Nigeria is the most populous country in Africa. The 2006 provisional census counted over 140 million people (United Nations 2007), 64 percent of whom live in rural areas. These rural areas are undergoing radical, noticeable change, particularly in the agricultural sector. The agricultural sector is increasingly market-oriented and has seen a diversification of income opportunities and an increasing division of labor. It is therefore important to have a highly efficient rural service sector that fosters agricultural productivity and development outcomes. However, access to rural services, has only had marginal impacts in the agricultural sector. Rural households, therefore, continue to face poor access to agricultural and social services. These gaps in rural service provision need to be closed in order to enable the countryside to mobilize its development potential.

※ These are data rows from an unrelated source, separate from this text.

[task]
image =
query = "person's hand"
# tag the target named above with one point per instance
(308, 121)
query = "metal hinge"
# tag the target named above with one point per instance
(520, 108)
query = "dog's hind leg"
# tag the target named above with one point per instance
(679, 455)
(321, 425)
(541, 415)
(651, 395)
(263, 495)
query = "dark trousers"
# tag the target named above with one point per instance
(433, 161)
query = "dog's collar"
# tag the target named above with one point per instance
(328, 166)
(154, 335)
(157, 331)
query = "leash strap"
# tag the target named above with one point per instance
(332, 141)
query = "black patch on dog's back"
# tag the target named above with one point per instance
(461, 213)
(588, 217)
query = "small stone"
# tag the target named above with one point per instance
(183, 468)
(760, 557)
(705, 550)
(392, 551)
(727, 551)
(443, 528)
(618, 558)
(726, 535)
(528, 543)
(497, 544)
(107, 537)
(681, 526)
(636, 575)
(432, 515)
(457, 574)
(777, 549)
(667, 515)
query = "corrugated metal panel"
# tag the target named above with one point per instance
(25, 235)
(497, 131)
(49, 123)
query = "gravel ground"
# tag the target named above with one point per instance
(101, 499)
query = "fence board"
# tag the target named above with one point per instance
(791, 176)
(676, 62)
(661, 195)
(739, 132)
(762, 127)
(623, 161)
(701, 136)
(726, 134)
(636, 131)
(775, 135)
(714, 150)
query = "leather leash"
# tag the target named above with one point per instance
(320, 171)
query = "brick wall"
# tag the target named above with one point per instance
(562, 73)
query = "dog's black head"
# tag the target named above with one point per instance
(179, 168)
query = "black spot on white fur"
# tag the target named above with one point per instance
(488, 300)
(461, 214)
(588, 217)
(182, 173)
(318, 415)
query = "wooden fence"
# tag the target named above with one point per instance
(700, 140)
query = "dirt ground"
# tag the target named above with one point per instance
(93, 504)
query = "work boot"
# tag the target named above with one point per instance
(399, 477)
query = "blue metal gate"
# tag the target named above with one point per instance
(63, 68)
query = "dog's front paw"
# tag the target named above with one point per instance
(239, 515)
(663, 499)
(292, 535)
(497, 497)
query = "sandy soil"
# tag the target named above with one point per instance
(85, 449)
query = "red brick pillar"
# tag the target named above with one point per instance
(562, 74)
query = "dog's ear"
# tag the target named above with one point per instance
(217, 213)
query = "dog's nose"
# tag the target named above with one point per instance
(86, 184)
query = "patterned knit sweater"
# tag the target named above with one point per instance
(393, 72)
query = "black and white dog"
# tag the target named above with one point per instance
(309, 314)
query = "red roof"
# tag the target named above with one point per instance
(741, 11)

To distinguish rural from urban development, one must define “rural.” Demographers classify a population as rural based on the size or occupational distribution of residents and the geographical characteristics of the area. Most definitions consider an area rural if people work or live on farms. The number of residents in a population considered rural differs from less than 2000 (Reardon et al. 2001) to less than 5001 (Acemoglu et al. 2001) to less than 10,000 people (International Fund for Agricultural Development 2001). In Nigeria, areas with populations above 20,000 are considered urban, meaning that rural areas have sizes below this cut-off (Onokerhoraye 1984).
Decentralization has become a key issue in development policy in the last two decades. Decentralization is a process of transitioning from a governance structure in which power is concentrated at the central or national level to one in which authority to make decisions and implement them is shifted to lower level governments or agencies. It consists of a transfer of public functions from higher tiers to lower tiers of governance.